Winter: Forecast dry: Will anyone complain?
Published 5:39 pm Wednesday, December 20, 2017
That winter solstice visiting Greater Port Arthur at 10:28 Thursday morning will usher in what may be a mild winter, following a mild autumn. Autumn, we barely knew you.
Given the events of late summer, a little mild should serve us well.
Winter is upon us, from today into late morning March 20, beginning with this day that offers 10 hours and 13 minutes of sunlight. Not much, that, but pity Alaskans: Fairbanks will get 3 hours, 41 minutes of sun today; north of the Arctic Circle, none.
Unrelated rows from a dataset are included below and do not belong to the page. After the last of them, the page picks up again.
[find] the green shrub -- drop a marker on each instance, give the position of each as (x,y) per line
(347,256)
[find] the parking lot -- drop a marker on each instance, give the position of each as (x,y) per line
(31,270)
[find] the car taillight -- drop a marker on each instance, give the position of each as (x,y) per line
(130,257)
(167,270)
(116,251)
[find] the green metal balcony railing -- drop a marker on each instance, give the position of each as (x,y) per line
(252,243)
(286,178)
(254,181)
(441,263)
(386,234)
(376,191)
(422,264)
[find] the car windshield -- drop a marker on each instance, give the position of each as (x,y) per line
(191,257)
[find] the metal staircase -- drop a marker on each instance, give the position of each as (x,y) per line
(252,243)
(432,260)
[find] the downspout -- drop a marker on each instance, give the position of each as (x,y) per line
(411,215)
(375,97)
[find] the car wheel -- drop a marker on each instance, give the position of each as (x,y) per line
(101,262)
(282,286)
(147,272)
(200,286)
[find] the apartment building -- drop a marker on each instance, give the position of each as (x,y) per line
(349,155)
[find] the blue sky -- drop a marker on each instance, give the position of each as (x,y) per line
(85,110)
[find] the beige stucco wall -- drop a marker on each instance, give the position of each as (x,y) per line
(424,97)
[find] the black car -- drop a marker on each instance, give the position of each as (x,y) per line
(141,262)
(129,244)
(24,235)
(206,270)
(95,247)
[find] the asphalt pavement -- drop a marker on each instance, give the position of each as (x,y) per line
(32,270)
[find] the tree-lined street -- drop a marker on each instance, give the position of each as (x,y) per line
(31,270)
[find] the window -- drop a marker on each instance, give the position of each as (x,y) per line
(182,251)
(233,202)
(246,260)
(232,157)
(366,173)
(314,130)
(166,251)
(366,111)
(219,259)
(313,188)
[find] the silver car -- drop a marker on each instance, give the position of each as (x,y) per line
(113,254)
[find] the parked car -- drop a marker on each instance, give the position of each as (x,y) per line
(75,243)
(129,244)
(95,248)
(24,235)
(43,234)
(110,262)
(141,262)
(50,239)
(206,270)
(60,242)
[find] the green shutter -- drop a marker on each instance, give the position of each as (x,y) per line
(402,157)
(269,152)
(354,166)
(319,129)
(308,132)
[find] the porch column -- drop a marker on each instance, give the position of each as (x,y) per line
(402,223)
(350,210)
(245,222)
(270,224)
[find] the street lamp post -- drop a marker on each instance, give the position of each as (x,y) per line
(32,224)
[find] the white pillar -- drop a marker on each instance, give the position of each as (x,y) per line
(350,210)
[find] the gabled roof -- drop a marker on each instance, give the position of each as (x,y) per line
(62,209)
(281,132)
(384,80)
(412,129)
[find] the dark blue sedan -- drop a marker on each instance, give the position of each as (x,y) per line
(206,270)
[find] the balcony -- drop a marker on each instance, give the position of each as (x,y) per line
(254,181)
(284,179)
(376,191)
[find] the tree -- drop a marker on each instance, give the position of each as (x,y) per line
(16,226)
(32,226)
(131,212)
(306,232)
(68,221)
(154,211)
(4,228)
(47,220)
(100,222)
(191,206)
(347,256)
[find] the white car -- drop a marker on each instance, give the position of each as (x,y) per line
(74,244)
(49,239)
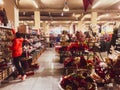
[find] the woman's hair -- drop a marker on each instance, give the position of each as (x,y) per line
(18,35)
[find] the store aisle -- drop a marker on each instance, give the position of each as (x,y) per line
(45,78)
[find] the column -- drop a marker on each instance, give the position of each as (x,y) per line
(94,20)
(12,12)
(80,23)
(37,19)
Talk about your blues.
Residing at the Gulf of Mexico’s edge, we’ll enjoy more sunlight than our Yankee brethren today, in that the days shorten the farther north you travel, another advantage to Southern living.
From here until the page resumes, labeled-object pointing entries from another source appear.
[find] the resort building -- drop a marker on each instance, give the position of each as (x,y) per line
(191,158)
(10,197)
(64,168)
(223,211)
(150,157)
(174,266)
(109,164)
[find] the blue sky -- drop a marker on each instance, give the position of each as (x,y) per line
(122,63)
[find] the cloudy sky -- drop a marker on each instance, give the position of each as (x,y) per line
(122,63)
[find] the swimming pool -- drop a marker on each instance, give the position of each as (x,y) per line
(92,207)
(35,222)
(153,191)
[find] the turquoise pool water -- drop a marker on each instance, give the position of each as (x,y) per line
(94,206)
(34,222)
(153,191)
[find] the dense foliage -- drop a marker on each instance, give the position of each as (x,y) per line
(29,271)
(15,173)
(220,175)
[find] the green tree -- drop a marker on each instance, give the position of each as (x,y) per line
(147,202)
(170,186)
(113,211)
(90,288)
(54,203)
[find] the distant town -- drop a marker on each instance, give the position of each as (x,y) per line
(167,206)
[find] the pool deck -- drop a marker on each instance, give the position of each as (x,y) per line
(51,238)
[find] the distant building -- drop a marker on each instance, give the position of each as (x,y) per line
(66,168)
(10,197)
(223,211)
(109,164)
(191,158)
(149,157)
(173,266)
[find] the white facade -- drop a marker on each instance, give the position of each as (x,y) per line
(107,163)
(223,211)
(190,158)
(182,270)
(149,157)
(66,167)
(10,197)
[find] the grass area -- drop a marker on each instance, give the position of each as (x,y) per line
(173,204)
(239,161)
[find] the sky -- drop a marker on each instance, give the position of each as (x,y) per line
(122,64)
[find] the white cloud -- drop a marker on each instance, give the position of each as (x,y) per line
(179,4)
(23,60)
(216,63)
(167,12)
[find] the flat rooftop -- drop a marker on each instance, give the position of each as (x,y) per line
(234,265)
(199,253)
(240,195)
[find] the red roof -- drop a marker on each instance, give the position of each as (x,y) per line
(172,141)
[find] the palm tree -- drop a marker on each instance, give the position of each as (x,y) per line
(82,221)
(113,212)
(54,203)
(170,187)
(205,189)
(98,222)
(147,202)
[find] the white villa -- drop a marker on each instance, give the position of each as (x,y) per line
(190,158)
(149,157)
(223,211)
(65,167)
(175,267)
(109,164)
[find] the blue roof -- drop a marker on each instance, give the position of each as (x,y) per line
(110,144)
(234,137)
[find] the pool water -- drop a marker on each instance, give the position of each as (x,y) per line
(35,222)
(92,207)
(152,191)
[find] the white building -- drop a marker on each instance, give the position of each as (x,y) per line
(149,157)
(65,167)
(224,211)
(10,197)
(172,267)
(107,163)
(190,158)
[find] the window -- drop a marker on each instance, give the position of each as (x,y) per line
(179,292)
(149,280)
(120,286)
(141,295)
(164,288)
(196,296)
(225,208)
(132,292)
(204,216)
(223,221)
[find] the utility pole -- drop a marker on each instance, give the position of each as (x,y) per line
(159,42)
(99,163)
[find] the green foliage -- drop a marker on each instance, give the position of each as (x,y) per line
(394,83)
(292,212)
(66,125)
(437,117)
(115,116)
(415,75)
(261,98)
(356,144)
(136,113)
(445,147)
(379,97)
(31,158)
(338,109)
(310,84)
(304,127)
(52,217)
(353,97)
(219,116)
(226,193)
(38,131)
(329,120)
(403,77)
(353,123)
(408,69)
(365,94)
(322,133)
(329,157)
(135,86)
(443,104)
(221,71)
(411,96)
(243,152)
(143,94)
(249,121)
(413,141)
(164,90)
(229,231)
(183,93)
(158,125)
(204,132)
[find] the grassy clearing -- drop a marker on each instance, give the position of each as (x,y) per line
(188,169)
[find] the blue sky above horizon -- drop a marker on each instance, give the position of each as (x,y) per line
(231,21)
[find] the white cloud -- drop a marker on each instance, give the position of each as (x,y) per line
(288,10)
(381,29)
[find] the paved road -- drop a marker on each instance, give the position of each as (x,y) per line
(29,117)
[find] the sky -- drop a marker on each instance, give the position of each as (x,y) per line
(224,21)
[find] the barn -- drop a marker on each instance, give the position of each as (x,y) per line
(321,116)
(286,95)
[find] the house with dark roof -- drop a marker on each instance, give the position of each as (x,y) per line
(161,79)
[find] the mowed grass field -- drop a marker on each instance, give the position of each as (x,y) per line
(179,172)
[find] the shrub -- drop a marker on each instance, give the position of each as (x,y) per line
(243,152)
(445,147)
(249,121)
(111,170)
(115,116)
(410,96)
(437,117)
Vox, a general interest news site with a mission to explain the news, says we have a winter solstice because the earth orbits the sun on a tilted axis. Between September and March, the Northern Hemisphere – include Jefferson County in that – gets less exposure to the sun. Wrap your mind around that.
Although this week marks days with the least sunshine, we’ve already had the earliest sunsets: 5:15 p.m. back on Dec 2. The latest sunrises, on Jan. 11-12, are to come. So is the genuinely cold weather, which generally falls in January and February.
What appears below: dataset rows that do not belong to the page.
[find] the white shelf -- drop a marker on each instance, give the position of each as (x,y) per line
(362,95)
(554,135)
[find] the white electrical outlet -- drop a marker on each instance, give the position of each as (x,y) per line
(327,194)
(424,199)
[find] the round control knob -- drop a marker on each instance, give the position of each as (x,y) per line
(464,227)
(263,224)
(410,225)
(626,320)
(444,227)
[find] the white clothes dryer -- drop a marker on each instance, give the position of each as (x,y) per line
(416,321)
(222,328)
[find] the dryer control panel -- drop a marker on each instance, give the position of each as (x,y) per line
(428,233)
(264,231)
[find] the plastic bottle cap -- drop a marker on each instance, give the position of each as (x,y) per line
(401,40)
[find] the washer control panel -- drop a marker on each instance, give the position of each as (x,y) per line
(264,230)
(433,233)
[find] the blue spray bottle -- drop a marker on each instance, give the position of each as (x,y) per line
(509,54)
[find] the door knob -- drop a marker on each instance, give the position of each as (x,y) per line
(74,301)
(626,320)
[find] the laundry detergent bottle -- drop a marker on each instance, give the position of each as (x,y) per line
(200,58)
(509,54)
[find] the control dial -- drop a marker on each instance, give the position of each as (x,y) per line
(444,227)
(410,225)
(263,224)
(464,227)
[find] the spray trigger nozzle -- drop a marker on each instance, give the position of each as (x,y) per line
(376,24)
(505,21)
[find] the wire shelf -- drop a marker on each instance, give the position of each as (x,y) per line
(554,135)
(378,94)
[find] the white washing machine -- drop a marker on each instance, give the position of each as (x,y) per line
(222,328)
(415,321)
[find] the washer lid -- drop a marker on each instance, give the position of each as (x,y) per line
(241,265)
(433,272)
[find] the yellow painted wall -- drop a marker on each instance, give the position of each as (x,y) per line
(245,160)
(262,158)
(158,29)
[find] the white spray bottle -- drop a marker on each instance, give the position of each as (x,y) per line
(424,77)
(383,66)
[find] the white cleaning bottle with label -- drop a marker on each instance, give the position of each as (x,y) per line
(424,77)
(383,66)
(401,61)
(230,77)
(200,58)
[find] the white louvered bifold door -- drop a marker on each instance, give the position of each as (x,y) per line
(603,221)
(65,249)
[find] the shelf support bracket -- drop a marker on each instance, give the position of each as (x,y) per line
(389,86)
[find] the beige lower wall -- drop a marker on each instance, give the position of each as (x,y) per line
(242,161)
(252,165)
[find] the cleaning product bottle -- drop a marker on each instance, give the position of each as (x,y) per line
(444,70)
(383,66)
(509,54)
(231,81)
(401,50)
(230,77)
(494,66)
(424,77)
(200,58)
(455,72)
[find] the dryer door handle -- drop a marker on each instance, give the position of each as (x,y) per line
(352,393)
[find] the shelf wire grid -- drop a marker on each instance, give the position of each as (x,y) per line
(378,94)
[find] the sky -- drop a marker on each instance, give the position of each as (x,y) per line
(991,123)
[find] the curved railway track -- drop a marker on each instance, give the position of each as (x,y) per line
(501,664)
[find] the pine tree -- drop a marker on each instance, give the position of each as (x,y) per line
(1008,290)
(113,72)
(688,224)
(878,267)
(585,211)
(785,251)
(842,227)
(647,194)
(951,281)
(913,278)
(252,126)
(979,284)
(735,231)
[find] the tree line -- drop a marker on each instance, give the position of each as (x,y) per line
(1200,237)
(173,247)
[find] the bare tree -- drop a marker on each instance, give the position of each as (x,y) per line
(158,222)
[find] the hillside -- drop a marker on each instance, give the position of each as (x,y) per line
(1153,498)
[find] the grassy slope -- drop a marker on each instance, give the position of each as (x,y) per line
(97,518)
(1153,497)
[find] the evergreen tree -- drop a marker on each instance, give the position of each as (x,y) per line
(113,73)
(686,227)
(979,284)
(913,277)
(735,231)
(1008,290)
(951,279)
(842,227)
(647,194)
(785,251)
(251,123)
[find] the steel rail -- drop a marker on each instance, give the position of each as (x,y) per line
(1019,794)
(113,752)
We know, though, we can take comfort in a high temperature of 72 today, with a couple of more pleasant days to follow. Christmas may be more wintry-like, with lows in the low 40s, if you like that sort of thing. We can enjoy that holy day with warmer weather, too.
Montra Lockwood, a forecaster for The National Weather Service in Lake Charles, Louisiana, said we should expect warmer winter weather with “below normal rainfall.” No complaints.
“We may even get another wintry event,” she suggested, not unlike the snow that fell on Port Arthur and environs on Dec. 8. It left quickly enough, but gave people some reason for passing glee.
With barely a week left in 2017, Greater Port Arthur is likely to be the rainiest place in America this year. Given a choice, it’s a distinction we would have gladly declined.
“You got a year’s worth of rain in a week,” she said. No need to remind people here. We’ve lived through the ill effects of Hurricane and Tropical Storm Harvey through the mild autumn and will likely bear its effects through the mild spring. And then some.
Everybody complains about the weather, but no one does anything about it. That was the lament of a Hartford, Connecticut newspaper editor in the late 19th century.
In these parts, we mark the seasons with more interest, and keep our eyes ever cast toward gray skies.